I totally botched my syntax exam today. I’d be damn lucky to get 50% on it. I’ve never botched an exam this bad. No, in fact, I’ve never botched an exam, period. B+ was the worst grade I’ve received and even then I had been very sick for nearly three weeks before I had the midterm. Usually it’s As and A+s I see on my report card. I had four A+s and one A last semester, scoring 9.8 in average out of 10. I’m no genius – I just take my studies seriously and put my (almost) best effort. It was no different this time.
The 3rd year syntax course was especially difficult so I worked extra heard, paying close attention to the lecture, reading the textbook with sharpened concentration and really trying to understand the concepts behind. Before I botched my exam today, I had been doing well throughout the course, scoring 90% average on assignments and midterms – all those combined are worth 60 points, so 90% of that would be 54. If I scored 75% on today’s final, which in itself is a pretty bad grade, I still would’ve ended up with 84 points, an A-.
The fact is that I’ll probably see either a B or C+ for the first time since I entered university. I don’t know how it came down to this. The professor wasn’t particularly good at explaining stuff, but he knew a LOT, tried his best and was available for questions, so I really can’t blame him for this. I’ve tried hard. I thought I understood pretty much everything the course had to teach. When I saw the exam, however, I knew I was in trouble. I spent too much time on the first two questions, and I grew more and more anxious as the time ran out.
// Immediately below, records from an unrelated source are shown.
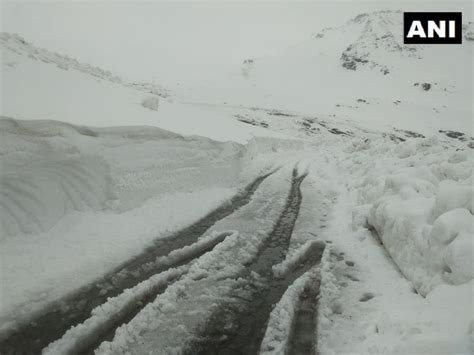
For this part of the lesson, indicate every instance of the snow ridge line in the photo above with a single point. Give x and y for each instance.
(51, 323)
(85, 337)
(293, 320)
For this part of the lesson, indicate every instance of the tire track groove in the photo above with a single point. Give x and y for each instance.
(53, 322)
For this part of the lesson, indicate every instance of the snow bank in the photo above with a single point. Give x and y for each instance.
(74, 200)
(151, 103)
(421, 206)
(361, 284)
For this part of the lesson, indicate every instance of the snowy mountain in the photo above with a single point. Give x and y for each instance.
(361, 71)
(338, 174)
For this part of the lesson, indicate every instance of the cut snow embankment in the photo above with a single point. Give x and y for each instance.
(77, 201)
(38, 84)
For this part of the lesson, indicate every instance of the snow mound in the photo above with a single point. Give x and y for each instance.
(419, 200)
(33, 198)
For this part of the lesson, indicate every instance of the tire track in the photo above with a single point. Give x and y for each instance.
(53, 322)
(238, 325)
(303, 330)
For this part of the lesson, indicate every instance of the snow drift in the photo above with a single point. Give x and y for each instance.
(419, 200)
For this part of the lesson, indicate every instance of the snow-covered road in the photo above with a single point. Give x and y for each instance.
(236, 287)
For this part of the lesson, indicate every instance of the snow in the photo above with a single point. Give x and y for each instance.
(200, 287)
(389, 189)
(77, 200)
(399, 293)
(151, 103)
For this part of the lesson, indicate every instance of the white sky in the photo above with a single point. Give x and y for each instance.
(173, 40)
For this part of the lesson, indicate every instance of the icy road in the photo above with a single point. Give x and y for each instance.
(210, 288)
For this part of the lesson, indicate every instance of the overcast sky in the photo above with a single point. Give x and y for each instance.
(175, 40)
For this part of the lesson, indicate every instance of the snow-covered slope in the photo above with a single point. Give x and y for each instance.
(39, 84)
(361, 71)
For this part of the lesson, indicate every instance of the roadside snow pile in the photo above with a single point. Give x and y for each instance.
(18, 45)
(418, 196)
(75, 200)
(79, 201)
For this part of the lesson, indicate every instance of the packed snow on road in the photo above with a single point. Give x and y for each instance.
(316, 200)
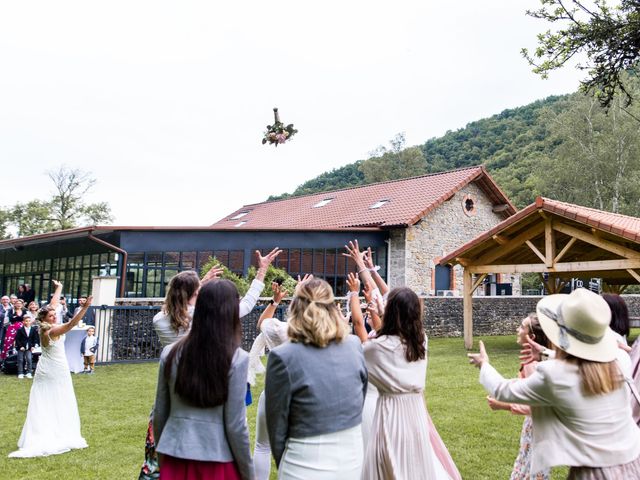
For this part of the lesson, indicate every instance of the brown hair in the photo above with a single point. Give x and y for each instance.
(403, 317)
(205, 354)
(314, 318)
(597, 378)
(176, 304)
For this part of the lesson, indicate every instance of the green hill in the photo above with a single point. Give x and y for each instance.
(508, 144)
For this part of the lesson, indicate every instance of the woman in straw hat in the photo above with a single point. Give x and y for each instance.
(580, 405)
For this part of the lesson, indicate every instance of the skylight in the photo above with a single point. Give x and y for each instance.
(240, 215)
(322, 203)
(379, 203)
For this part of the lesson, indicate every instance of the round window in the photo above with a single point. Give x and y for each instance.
(469, 205)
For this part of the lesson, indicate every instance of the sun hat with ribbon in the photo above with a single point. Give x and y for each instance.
(578, 323)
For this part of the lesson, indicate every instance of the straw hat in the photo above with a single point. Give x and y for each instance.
(578, 323)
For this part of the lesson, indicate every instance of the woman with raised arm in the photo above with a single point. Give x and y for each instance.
(314, 391)
(579, 403)
(53, 422)
(174, 320)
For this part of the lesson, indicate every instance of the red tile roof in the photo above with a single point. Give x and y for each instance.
(615, 223)
(409, 200)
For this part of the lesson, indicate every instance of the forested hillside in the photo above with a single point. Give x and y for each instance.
(564, 147)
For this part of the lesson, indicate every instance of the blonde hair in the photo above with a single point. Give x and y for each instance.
(597, 378)
(314, 318)
(181, 288)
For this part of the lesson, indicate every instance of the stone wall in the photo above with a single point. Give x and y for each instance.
(441, 231)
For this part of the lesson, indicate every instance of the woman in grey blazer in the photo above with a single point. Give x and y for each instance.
(200, 415)
(315, 390)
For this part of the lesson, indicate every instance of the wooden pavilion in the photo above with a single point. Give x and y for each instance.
(560, 239)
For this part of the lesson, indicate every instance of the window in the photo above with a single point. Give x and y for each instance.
(240, 215)
(322, 203)
(379, 203)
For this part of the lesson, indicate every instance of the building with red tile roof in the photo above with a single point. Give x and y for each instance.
(408, 223)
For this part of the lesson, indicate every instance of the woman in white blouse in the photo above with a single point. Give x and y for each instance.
(579, 401)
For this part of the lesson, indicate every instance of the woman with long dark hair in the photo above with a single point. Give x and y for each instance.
(400, 445)
(200, 415)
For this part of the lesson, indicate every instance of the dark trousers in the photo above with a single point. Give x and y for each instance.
(24, 356)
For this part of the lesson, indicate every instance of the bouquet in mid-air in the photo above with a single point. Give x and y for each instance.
(278, 133)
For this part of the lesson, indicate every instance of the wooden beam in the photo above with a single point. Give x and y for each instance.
(500, 239)
(634, 274)
(467, 308)
(477, 283)
(594, 266)
(549, 243)
(535, 250)
(514, 243)
(565, 249)
(598, 242)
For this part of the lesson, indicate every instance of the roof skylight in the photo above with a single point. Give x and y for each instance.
(322, 203)
(379, 203)
(240, 215)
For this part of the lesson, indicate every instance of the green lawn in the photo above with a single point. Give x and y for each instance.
(115, 403)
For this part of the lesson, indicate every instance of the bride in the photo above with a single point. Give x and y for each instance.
(49, 431)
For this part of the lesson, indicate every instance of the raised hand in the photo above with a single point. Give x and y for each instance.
(279, 292)
(478, 359)
(353, 282)
(214, 272)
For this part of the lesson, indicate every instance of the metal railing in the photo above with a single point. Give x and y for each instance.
(126, 333)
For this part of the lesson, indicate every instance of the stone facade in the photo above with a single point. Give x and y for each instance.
(441, 231)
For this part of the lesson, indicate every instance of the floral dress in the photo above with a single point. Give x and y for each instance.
(522, 465)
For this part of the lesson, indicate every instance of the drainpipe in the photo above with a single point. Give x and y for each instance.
(123, 276)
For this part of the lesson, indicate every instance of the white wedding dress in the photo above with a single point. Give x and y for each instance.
(53, 423)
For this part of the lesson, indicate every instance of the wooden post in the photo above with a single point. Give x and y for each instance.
(467, 308)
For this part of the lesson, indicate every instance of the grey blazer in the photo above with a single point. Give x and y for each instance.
(312, 391)
(218, 434)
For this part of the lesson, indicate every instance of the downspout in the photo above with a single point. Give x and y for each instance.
(123, 276)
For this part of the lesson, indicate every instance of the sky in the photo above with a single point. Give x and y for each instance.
(166, 103)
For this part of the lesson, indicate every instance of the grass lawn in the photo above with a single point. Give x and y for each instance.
(115, 402)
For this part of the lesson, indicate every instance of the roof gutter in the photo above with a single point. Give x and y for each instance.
(124, 259)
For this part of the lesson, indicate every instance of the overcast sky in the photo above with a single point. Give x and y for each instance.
(166, 102)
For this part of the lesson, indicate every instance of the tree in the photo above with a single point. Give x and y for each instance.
(393, 163)
(598, 162)
(608, 36)
(68, 207)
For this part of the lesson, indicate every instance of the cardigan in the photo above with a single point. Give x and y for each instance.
(570, 428)
(214, 434)
(313, 391)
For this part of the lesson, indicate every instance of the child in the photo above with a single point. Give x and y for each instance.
(26, 340)
(88, 349)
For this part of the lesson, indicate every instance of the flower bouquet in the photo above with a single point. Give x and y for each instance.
(278, 133)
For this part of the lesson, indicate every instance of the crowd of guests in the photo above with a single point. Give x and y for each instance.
(344, 397)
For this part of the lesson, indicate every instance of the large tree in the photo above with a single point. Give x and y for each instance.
(393, 163)
(605, 39)
(67, 208)
(598, 162)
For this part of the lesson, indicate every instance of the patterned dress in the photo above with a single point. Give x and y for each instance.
(522, 465)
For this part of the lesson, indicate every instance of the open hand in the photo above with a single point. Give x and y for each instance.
(478, 359)
(353, 282)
By the time I only had 30 minutes left and couldn’t finish half the exam (the exam was 3 hours), my mind started fading away and I couldn’t understand the sentences written on the exam. I was zoning out. Feeling cornered, I scribbled some BS that didn’t make any sense. A feeble attempt to salvage some points. But in the end, I knew I screwed up like I never did before.
Reality sinks in. Feeling all drawn out. Empty-headedness. Sense of failure. Fear of losing part of my scholarship. My pride as a straight-A student goes down to the drain. This is the first real failure I’ve tasted. It doesn’t taste good.
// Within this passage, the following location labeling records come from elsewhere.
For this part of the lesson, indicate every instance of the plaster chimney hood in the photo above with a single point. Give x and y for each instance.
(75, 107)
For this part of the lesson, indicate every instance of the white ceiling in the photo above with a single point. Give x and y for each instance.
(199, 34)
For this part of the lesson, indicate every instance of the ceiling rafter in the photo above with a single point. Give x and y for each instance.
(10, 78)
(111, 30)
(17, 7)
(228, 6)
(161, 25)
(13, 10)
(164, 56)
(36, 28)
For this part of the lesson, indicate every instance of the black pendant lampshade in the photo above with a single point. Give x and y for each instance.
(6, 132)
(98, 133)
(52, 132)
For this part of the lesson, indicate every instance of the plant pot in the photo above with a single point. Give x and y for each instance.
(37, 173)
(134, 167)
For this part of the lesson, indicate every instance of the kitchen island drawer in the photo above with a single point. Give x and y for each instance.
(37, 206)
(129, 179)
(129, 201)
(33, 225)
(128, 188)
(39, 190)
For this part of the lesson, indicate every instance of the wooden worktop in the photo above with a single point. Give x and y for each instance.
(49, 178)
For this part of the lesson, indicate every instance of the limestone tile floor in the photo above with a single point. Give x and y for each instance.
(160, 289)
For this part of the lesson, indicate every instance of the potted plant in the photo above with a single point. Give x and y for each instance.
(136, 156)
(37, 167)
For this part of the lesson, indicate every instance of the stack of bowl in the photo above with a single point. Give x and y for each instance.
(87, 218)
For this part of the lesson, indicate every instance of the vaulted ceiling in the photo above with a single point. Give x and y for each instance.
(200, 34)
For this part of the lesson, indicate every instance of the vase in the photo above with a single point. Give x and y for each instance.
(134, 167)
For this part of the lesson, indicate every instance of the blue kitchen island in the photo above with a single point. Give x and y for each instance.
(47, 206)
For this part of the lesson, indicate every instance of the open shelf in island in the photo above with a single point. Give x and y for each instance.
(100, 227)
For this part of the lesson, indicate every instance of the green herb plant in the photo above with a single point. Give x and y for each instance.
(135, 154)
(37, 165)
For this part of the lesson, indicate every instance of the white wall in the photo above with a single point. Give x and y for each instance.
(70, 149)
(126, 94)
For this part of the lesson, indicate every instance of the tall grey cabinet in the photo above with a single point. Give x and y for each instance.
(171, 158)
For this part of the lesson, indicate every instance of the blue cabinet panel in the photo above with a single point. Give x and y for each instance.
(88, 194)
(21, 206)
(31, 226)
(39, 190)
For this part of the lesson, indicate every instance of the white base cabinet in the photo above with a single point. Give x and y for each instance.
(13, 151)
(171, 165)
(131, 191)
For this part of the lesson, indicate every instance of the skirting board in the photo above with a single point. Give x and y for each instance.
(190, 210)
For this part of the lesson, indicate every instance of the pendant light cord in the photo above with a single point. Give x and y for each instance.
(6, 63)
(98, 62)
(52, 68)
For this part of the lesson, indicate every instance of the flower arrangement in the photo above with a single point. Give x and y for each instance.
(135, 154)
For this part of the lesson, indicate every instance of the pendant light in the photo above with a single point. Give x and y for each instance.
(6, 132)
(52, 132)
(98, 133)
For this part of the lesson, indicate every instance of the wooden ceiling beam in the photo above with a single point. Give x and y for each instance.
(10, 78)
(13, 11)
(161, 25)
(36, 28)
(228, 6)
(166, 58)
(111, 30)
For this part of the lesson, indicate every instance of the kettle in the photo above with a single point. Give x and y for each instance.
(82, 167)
I’m back home now. I’m still zoned out. I called dad and delivered this disappointing news. He gave me a good mixture of lectures and encouragements. I’m sure he’s disappointed. I wouldn’t go so far as to say his life’s purpose is to see me do well, but it’s certainly one of the major forces that drive his old body to work crazy hours and go on. I can’t disappoint him again.
If it’s of any consolation for myself, I did some math and it turned out that I won’t lose any of my scholarship here at OttawaU no matter how low I sink in this class, because the grades from the last semester provide a good buffer and I did well on the other two exams. The remaining exams, Japanese and Philosophy, aren’t much of a problem, although they have become more of high-stakes now that I botched my syntax exam. I may or may not lose part of the scholarship for my summer school in Korea, though, as I need a GPA of 3.8 or higher and I’ll sink below 3.8 if I end up with a C+.
I was going to eat something nice, play Star Ocean: The Second Story and go to bed early, but I’m going to dig the philosophy textbook instead. $500 is a lot of money to lose. That’s about 45 Shawarma dishes. Get a load of that.